Die aufwendig in Szene gesetzte Fundstätte hat einiges zu bieten. Neben den alltäglichsten Orten wie der Offiziersküche und dem römischen Bad, birgt Vindonissa das mit 11.000 Plätzen größte Amphitheater der Schweiz. Erbaut wurde es in der ersten hälfte des 1. Jahrhunderts n. Chr. und ist somit nicht nur das größte, sondern auch das älteste Amphitheater der Schweiz. Für Staunen sorgt auch die Wasserleitung von Vindonissa. Der Aquädukt gilt als das älteste funktionierende Bauwerk der Schweiz und war bis zum Ende des 19. Jahrhunderts noch in Betrieb.

Die Fundstätte bietet ein immersives Erlebnis für Groß und Klein. Von den verschiedensten Spieltouren für Kinder bis zu diversen Themen-Touren für Erwachsene wird hier jeder fündig. Wer vollkommen in die Welt der Legionäre eintauchen möchte, kann sogar eine Nacht in der originalgetreu nachgebauten Legionärsunterkunft, der «Contubernia», verbringen.

Regelmäßige Veranstaltungen wie der Familiensonntag, der Handwerkermarkt oder antike Theathervorführungen sorgen für beste Unterhaltung, die ganz nebenbei auch die Distanz zur Geschichte schwinden lässt.
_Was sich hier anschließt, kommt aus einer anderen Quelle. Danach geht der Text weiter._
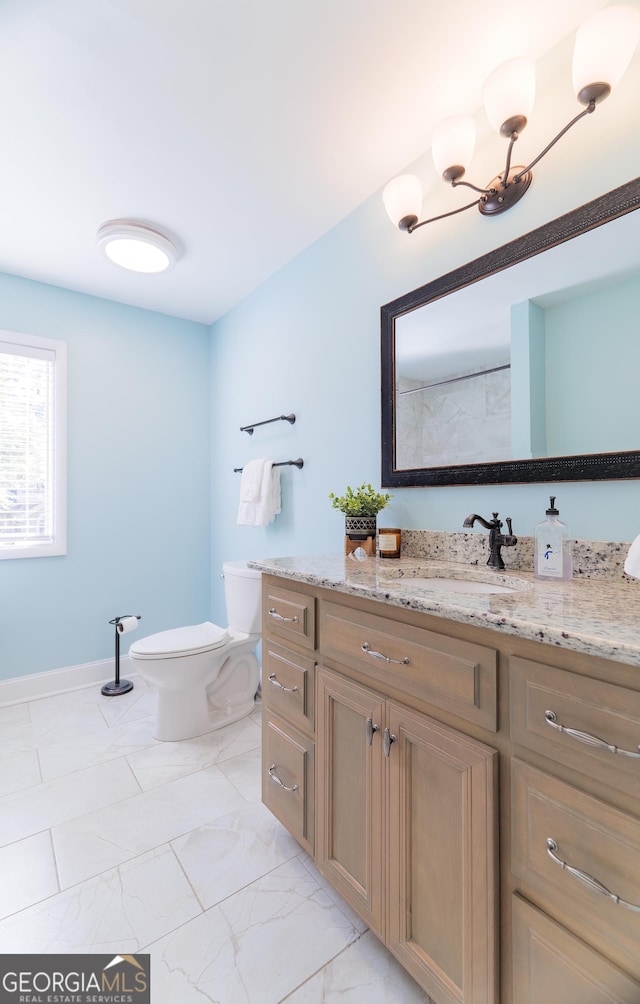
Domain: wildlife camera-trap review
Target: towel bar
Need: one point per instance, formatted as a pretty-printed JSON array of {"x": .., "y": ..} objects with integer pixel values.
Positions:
[
  {"x": 299, "y": 463},
  {"x": 280, "y": 418}
]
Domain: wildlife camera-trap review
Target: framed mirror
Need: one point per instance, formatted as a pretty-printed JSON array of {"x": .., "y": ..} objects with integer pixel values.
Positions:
[{"x": 523, "y": 364}]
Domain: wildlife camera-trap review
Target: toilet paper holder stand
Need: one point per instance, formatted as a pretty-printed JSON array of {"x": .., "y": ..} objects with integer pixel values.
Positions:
[{"x": 119, "y": 686}]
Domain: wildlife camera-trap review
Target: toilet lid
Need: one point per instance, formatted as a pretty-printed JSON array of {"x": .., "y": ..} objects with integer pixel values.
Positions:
[{"x": 181, "y": 642}]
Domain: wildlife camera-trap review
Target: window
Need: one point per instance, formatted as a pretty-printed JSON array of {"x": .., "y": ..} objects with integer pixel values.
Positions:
[{"x": 32, "y": 446}]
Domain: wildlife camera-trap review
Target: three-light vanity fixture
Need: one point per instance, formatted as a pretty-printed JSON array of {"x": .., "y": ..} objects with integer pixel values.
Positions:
[{"x": 604, "y": 46}]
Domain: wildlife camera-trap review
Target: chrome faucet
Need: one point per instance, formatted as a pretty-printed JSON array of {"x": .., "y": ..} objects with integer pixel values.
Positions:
[{"x": 497, "y": 540}]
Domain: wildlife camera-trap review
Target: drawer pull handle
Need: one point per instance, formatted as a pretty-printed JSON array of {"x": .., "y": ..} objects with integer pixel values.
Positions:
[
  {"x": 278, "y": 616},
  {"x": 586, "y": 879},
  {"x": 385, "y": 659},
  {"x": 276, "y": 683},
  {"x": 371, "y": 728},
  {"x": 277, "y": 781},
  {"x": 387, "y": 741},
  {"x": 584, "y": 737}
]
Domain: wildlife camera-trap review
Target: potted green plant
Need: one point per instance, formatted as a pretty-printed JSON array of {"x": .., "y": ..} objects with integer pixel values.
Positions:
[{"x": 361, "y": 507}]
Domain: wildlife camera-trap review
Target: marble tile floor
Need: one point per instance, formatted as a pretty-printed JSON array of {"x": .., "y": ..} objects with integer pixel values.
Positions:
[{"x": 114, "y": 842}]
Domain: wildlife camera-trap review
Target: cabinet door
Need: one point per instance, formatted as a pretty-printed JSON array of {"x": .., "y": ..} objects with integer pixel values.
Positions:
[
  {"x": 442, "y": 857},
  {"x": 350, "y": 822}
]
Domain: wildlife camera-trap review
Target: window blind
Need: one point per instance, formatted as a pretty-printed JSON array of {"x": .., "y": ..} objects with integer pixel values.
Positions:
[{"x": 27, "y": 442}]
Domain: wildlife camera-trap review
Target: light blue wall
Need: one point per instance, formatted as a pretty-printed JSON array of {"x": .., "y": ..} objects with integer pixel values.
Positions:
[
  {"x": 593, "y": 354},
  {"x": 308, "y": 341},
  {"x": 154, "y": 433},
  {"x": 139, "y": 447}
]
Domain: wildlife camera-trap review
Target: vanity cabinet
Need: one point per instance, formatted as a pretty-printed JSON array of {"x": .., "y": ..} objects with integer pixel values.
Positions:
[
  {"x": 574, "y": 853},
  {"x": 406, "y": 833},
  {"x": 474, "y": 796},
  {"x": 288, "y": 722}
]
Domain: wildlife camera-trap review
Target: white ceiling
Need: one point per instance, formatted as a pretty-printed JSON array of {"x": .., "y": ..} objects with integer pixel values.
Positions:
[{"x": 245, "y": 129}]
Vindonissa - © museumaargau.ch
Vindonissa - © museumaargau.ch
Vindonissa - © museumaargau.ch
Vindonissa - © museumaargau.ch
Vindonissa - © museumaargau.ch

 

Durch Forschung zu Inspiration

Hinter den Kulissen dieser Erlebnisparks wird harte wissenschaftliche Arbeit geleistet. Institutionen wie Augusta Raurica haben den gesetzlichen Auftrag, dieses kulturelle Erbe vor der Zerstörung zu bewahren und nach neuesten Standards zu erforschen. Archäologie ist hier kein verstaubtes Handwerk, sondern ein geschichtswahrender, vermittelnder und kreativer Prozess. Die Forschungsergebnisse fließen direkt in die Vermittlung ein. So entstehen Projekte wie die Ausstellung «Das perfekte Dinner» oder digitale Angebote wie die «Ruinengeschichten», die den Besuchern neue Perspektiven auf aktuelle gesellschaftliche Fragen eröffnen. Bei der Arbeit ist wissenschaftliche Präzision das höchste Gut. Gleichzeitig soll sie inspirieren und die Legenden und Mythen der Antike möglichst lange lebendig und vor allem zugänglich zu halten.